Thanks for the data. Attached here you’ll find a workflow solving this using two different solutions, the one suggested by @ScottF (thanks Scott ) and another one based on classic KNIME nodes with eventually comparison of results. The frequencies are calculated per document. If you need the frequencies globally then the same workflow could do it but you need change the grouping of the groupby node (then do it only based on column “description (filtered)_SplitResultList” and not on “Doc_Index”) or to aggregate the documents first in a single row (what suits best to you).
This is fantastic.

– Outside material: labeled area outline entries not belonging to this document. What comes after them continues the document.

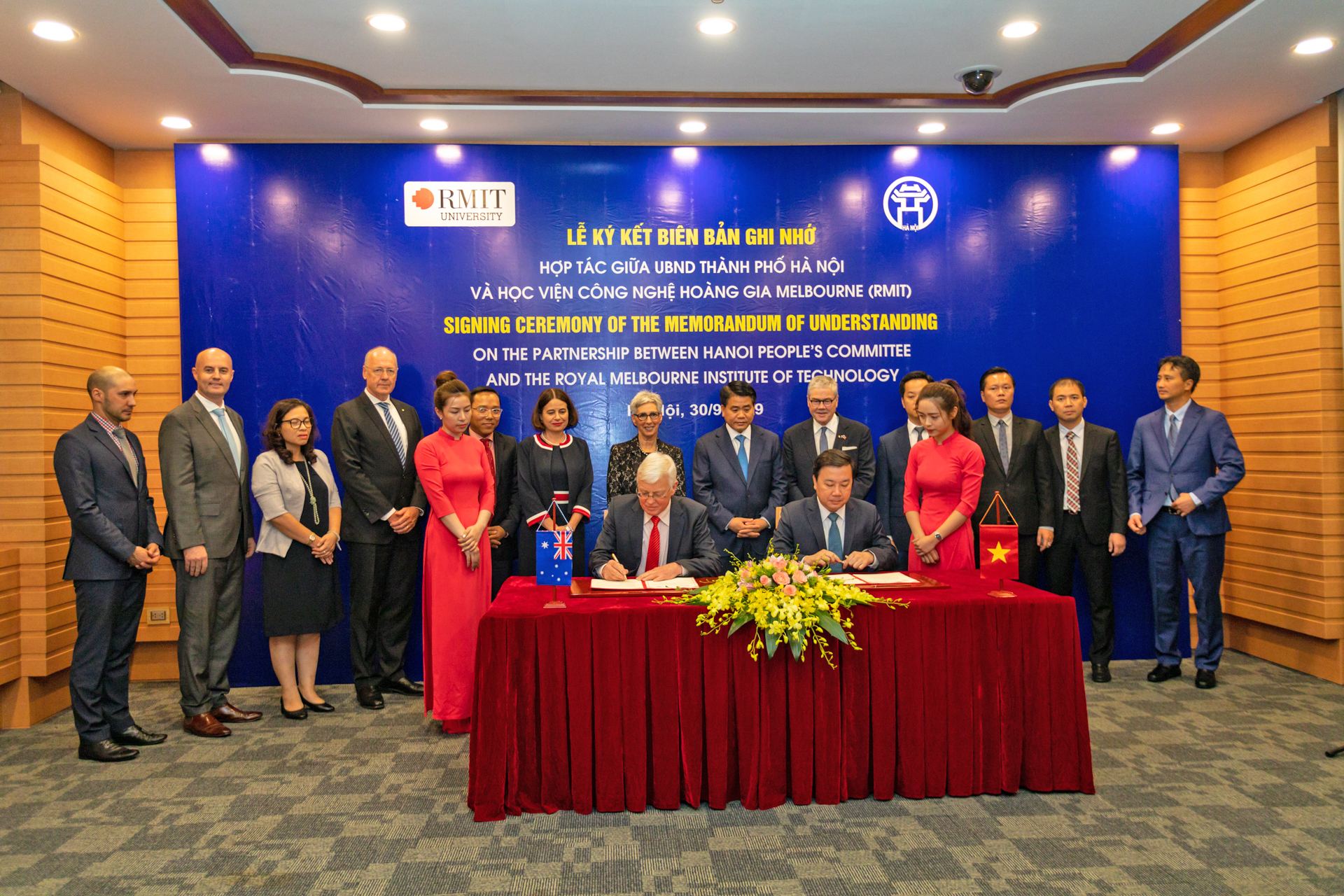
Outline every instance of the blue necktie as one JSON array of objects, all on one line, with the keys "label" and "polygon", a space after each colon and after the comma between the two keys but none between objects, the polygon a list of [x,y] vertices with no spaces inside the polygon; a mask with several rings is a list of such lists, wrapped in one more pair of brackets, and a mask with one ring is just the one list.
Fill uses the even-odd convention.
[{"label": "blue necktie", "polygon": [[228,450],[234,454],[234,469],[242,472],[243,455],[238,451],[238,438],[234,435],[234,424],[228,422],[228,416],[222,407],[216,407],[211,414],[219,423],[219,429],[224,434],[224,441],[228,442]]},{"label": "blue necktie", "polygon": [[[840,539],[840,514],[832,510],[827,519],[831,520],[831,531],[827,532],[827,551],[837,557],[844,557],[844,541]],[[832,563],[831,571],[839,572],[840,564]]]},{"label": "blue necktie", "polygon": [[379,402],[378,407],[383,411],[383,420],[387,423],[387,431],[392,434],[392,447],[396,449],[396,457],[401,458],[402,466],[406,466],[406,446],[402,445],[402,434],[396,430],[396,423],[392,423],[391,404],[387,402]]}]

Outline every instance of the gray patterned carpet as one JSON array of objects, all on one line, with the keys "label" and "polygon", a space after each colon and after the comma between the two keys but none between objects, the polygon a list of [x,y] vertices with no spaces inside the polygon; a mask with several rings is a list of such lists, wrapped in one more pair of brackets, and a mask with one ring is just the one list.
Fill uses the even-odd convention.
[{"label": "gray patterned carpet", "polygon": [[465,737],[417,700],[332,686],[296,723],[235,692],[266,719],[208,742],[137,685],[172,735],[134,762],[78,762],[69,713],[0,732],[0,893],[1344,893],[1344,689],[1239,654],[1212,692],[1149,668],[1087,685],[1095,797],[480,825]]}]

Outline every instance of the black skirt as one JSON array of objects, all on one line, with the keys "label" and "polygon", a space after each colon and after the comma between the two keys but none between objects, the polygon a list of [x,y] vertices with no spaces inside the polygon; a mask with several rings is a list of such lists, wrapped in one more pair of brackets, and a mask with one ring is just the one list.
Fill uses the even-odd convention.
[{"label": "black skirt", "polygon": [[[304,502],[300,521],[319,536],[327,535],[327,484],[300,461],[298,474],[312,478],[313,494],[321,513],[319,523],[313,505]],[[293,634],[317,634],[332,629],[341,621],[340,578],[336,564],[323,563],[313,556],[306,544],[292,541],[285,556],[262,555],[262,629],[267,638],[282,638]]]}]

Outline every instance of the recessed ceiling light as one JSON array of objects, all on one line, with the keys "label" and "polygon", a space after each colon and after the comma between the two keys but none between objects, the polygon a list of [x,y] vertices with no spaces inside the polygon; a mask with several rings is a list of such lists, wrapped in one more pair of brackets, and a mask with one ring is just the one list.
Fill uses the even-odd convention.
[{"label": "recessed ceiling light", "polygon": [[700,19],[695,27],[700,30],[700,34],[707,34],[711,38],[722,38],[726,34],[737,31],[738,23],[723,16],[710,16],[708,19]]},{"label": "recessed ceiling light", "polygon": [[32,26],[32,34],[43,40],[74,40],[75,30],[62,21],[39,21]]},{"label": "recessed ceiling light", "polygon": [[406,31],[406,19],[394,16],[390,12],[379,12],[366,19],[366,21],[368,21],[370,28],[378,28],[379,31]]},{"label": "recessed ceiling light", "polygon": [[999,30],[999,34],[1009,39],[1016,39],[1016,38],[1030,38],[1038,31],[1040,31],[1040,26],[1036,24],[1035,21],[1009,21],[1008,24],[1005,24],[1003,28]]},{"label": "recessed ceiling light", "polygon": [[1327,50],[1335,48],[1335,38],[1308,38],[1306,40],[1298,40],[1293,46],[1293,52],[1300,56],[1312,56],[1317,52],[1325,52]]}]

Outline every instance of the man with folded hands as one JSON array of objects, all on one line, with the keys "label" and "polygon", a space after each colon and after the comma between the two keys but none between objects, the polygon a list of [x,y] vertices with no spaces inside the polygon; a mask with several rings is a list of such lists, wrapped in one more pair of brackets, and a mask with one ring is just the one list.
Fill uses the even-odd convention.
[{"label": "man with folded hands", "polygon": [[612,500],[589,555],[593,578],[664,582],[723,572],[703,504],[673,494],[676,463],[655,451],[640,463],[634,494]]},{"label": "man with folded hands", "polygon": [[848,454],[835,449],[818,454],[812,488],[812,497],[784,506],[771,553],[797,551],[804,563],[829,566],[832,572],[896,568],[896,549],[878,508],[851,497],[853,459]]}]

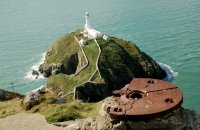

I love how I can study a Knime flow step by step and it makes perfect sense.
Now that I see how it’s done, I see a flaw in my question, which is that all my dictionary terms were one word. In reality, I’ll need to search for multi-word terms, e.g. “Boris Johnson”.
Since the join node is where the dictionary comes into play, I’ve studied the docs for that, as well as Cell Replacer, but I’m not seeing a way forward.
If I were programming this in a different language, my instinct would be to iterate through each dictionary item with a “contains” test on the description column. If it makes it any easier, I don’t want to count how many times the dictionary term is mentioned in each article – I only need to count how many articles mention the term.